Assessing AI tools for systematic reviews protects rigour and speeds reviews with checks and reports.
Assessing AI tools for systematic reviews helps teams gain speed without losing rigor. Use a clear pre-use check, confirm evidence and data sources, and set performance thresholds. Pair AI with strong human oversight and transparent reporting. Stop using a tool if it fails validation, harms usability, or cannot meet predefined standards.
Artificial intelligence can help with searching, screening, and drafting. But good science needs care. Start by assessing AI tools for systematic reviews before you add them to your workflow. You are still responsible for methods, results, and how AI is used. The goal is simple: faster work without weaker evidence.
Assessing AI tools for systematic reviews: what to check before you start
Clarify purpose and scope
What task will the tool perform (e.g., title screening, data extraction, text drafting)?
Is this task high risk for bias or error in your review?
Check data sources and validation
Where did training, testing, and validation data come from?
Is there peer‑reviewed validation in a context like yours?
Test performance and risks
Are results reproducible across datasets?
Are known risks manageable with human checks?
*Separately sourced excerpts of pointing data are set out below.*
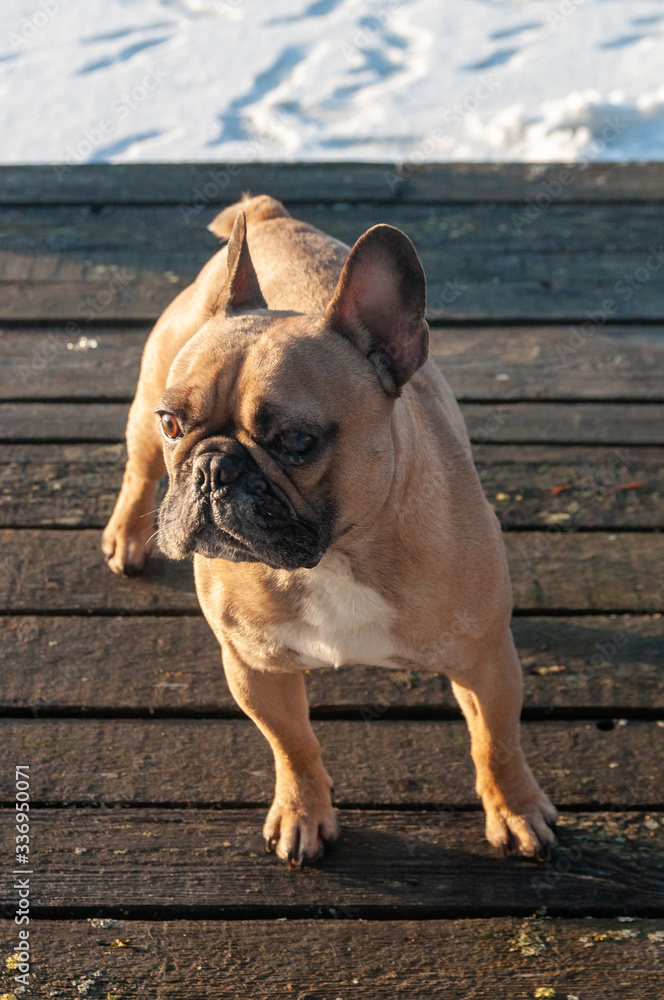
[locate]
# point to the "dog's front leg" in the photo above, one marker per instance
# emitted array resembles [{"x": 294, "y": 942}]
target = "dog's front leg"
[
  {"x": 301, "y": 820},
  {"x": 519, "y": 816}
]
Usability and user capability
Can your team use the tool correctly after standard onboarding?
Does the interface fit your workflow and timelines?
Transparency, licensing, availability
Are methods, versioning, and documentation clear?
Do terms of use protect your data (e.g., opt‑out from training)?
Red flags: when to walk away
No relevant validation or only developer-led claims
Results that others cannot reproduce
Legal, policy, or ethics conflicts
Terms that allow your content to train models without opt‑out
No monitoring, audit trail, or human-in-the-loop design
Poor developer transparency or slow support
If you see these issues, do not proceed. If evidence is decent but incomplete, you may proceed with mitigations and plan added checks.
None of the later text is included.